Background: National tracking for targets of <12 neonatal deaths and stillbirths per 1000 births is essential. Yet mortality capture relies on 5-yearly household surveys, with statistical modeling. Urgent action is required to improve quality, quantity and frequency of impact data.

Methodology: We undertook a systematic assessment for 195 countries regarding data for stillbirth rates (SBR), intrapartum stillbirths, neonatal mortality rates (NMR), cause-of-death, plus gestational age and birthweight. We generated ENAP metrics scorecards for each impact level ENAP indicator. We considered research questions and improvement strategies through routine health systems.

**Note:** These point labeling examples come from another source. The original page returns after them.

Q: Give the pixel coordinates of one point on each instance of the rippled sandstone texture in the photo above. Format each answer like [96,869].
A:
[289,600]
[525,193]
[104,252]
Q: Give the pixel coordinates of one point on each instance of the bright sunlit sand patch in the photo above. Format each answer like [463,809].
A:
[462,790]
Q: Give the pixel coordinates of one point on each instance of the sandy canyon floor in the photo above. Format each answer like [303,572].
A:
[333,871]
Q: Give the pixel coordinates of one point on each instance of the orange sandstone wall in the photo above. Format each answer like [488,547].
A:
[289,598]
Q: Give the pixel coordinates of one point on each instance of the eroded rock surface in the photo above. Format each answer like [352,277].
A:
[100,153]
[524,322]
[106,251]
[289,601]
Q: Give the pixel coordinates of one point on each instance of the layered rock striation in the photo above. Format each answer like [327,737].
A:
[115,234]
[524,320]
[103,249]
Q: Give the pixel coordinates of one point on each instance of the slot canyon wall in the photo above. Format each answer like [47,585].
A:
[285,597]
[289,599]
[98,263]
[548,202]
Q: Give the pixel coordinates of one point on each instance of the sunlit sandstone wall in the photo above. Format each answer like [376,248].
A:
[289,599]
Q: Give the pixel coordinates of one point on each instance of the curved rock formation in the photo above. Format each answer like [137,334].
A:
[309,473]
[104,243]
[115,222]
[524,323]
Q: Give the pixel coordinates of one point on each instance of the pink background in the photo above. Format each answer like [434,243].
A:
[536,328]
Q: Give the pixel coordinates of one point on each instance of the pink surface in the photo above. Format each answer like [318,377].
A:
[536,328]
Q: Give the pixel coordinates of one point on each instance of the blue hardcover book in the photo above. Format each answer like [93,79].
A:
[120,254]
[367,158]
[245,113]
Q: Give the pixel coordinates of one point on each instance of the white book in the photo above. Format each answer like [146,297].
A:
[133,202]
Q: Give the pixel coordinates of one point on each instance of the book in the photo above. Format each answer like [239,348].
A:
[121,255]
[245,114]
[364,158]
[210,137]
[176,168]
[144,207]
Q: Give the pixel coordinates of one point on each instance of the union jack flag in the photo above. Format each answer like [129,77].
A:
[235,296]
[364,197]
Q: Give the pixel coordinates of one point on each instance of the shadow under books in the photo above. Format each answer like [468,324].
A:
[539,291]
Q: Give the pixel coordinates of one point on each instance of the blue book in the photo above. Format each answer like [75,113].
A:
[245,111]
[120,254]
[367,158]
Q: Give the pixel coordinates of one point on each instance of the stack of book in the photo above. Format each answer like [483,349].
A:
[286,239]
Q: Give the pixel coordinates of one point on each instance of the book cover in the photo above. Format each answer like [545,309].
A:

Results: Since 2000, child mortality data have increased four-fold, with more countries now categorized “complete” Civil & Vital registration Systems (CVRS). However, 33% births are not registered by their first birthday, with <5% of 2.8 million neonatal deaths and fewer of the 2.6 million stillbirths worldwide being registered. For neonatal cause-of-death, 65 of 195 countries have high-quality vital registration data (4% deaths). For high-mortality countries, data remain dependent on various verbal autopsy (VA) tools which are expensive and often apply inconsistent attribution approaches. Stillbirth rate data have increased especially in national registries, but survey data remain low quality. Intrapartum stillbirth data are lacking from >150 countries and SBR/NMR misclassification requires systematic evaluation. Data for neonatal morbidity are even rarer, and key risk factors such as birthweight and gestational age require specific focus.

Conclusion: To improve mortality data, a critical question involves comparison of prospective surveillance data with maternal recall in surveys, using either live birth or pregnancy history modules. Improved, more consistent, lower cost tools are needed for VA. Strengthening coverage and quality of CVRS, including more relevant and useable coding in ICD11, is critical and we propose development of a minimum perinatal dataset, linking facility birth registries, CRVS, improved birthweight and GA data.